Le terme oligarque concerne des russes, exclusivement : comme s’il n’existait pas d’oligarques américains et de manière générale anglo-saxons… Le système oligarchique serait-il étranger à l’Europe occidentale ? Doit-on poser la question ?
La notion d’égalité est celle qui marche le plus. L’égalité substantielle des personnes ne peut pas cacher leurs différences réelles. On fabrique ainsi des « lits de Procuste » qui envisage l’homogénéisation des jugements et des comportements dans un conformisme contraire au débat démocratique. L’école est le canal efficace et incontournable de cette uniformisation des citoyens.
L’interdiction des jugements de valeurs est un fruit du relativisme. Afin d’évaluer nos actes en fonction des orientations bonnes de la loi naturelle, nous devons discriminer, autrement dit discerner. Mais le terrorisme intellectuel actuel a érigé le terme discrimination au rang de crime contre les mœurs de l’homme nouveau. L’injonction « tu ne porteras de jugements » est un des préceptes de la nouvelle charte du positivisme qui remplace progressivement notre Décalogue communément admis. De même que « Sois ouvert » ou encore « Sois consensuel »
Le terme hiérarchie a disparu des manuels de management et remplacé par projet qui devient le champ des critères d’évaluation de notre capacité de gestion. Il s’agit ultimement de créer la nouvelle « aristocratie » sur des normes oligarchiques : ceux qui sont capables de « faire de l’argent ».
Le terme suffrage universel est un autre de ces mots dénaturé dénoncé par Etienne Chouard. Puisqu’il s’agit de voter pour des gens que nous n’avons pas choisis mais qui sont pré-choisis par le système en place. La démocratie authentique ne se réduit pas aux élections ponctuelles. Cf : Pierre Rosanvallon : Le Sacre du citoyen. Histoire du suffrage universel en France, Gallimard, Bibliothèque des histoires, 1992 ; Folio-Histoire, 2001.
On voit ainsi la plupart des concepts-clés de la loi naturelle être disqualifiés[2]. La confusion sociale qui en résulte est dramatique pour beaucoup de personnes vulnérables. Doit-on ici rappeler les chiffres des suicides et tentatives de suicide chez les jeunes ? Doit-on rappeler les multiples addictions qui altèrent leur jugement et leur liberté ? Peut-on vivre en régime démocratique avec des personnes qui peinent à lire des argumentations de plus de 10 lignes ?

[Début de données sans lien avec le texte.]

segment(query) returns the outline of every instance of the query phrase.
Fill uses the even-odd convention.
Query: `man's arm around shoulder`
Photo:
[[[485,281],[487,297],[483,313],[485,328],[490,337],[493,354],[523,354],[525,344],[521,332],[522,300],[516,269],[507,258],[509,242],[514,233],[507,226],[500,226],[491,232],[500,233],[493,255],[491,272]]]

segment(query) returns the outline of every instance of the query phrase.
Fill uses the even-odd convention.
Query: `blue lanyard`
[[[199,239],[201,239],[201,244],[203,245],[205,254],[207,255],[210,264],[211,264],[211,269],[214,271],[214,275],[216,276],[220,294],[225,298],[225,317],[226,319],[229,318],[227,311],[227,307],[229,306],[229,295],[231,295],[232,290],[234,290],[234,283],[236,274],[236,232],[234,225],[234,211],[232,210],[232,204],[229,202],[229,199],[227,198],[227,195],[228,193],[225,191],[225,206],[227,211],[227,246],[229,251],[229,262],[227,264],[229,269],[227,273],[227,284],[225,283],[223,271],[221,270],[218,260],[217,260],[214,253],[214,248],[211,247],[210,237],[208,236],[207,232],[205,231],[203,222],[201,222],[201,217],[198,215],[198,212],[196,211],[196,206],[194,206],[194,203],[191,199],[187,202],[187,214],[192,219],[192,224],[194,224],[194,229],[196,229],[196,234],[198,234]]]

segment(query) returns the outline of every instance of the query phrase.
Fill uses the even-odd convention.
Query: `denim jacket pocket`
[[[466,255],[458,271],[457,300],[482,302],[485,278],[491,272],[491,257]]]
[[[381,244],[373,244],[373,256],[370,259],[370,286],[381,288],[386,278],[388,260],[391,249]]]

Le rôle de la philosophie réaliste est de retrouver le sens des mots, autrement dit de repréciser les orientations de la loi naturelle jusqu’en ses fondements spéculatifs (logique). Cette philosophie suit les orientations de la logique réaliste aristotélicienne et encourage un discours subordonné aux faits : l’homme ne crée pas ces faits mais les reçoit. C’est le réel qui s’impose à nous. C’est le réel qui commande mais le réel défini selon ses finalités.

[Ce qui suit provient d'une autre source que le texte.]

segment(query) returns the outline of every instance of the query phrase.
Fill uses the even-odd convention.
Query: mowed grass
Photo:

Depuis quelques décennies, toute une batterie de dispositions légales et législatives, encouragées par des instances mondialistes, ont accéléré le refus d’une nature pré-orientée à mes choix et consacre l’homme nouveau positiviste dont les jugements sont exclusivement construits par son ego et ses désirs individuels et utilitaires.
[1] Socrate et après lui Platon et Aristote distinguaient une juste rhétorique de la sophistique. La rhétorique utilise des procédés persuasifs en vue d’un bien objectif préalablement défini de façon nécessaire. La sophistique n’envisage pas de bien défini préalablement comme une finalité souhaitable pour le bien commun : les mots sont employés en vue du bien particulier d’un individu, d’un groupe.
[2] Cette volonté de faire table rase sur les indications de cette loi naturelle sert le positivisme juridique et finalement l’ordre établi.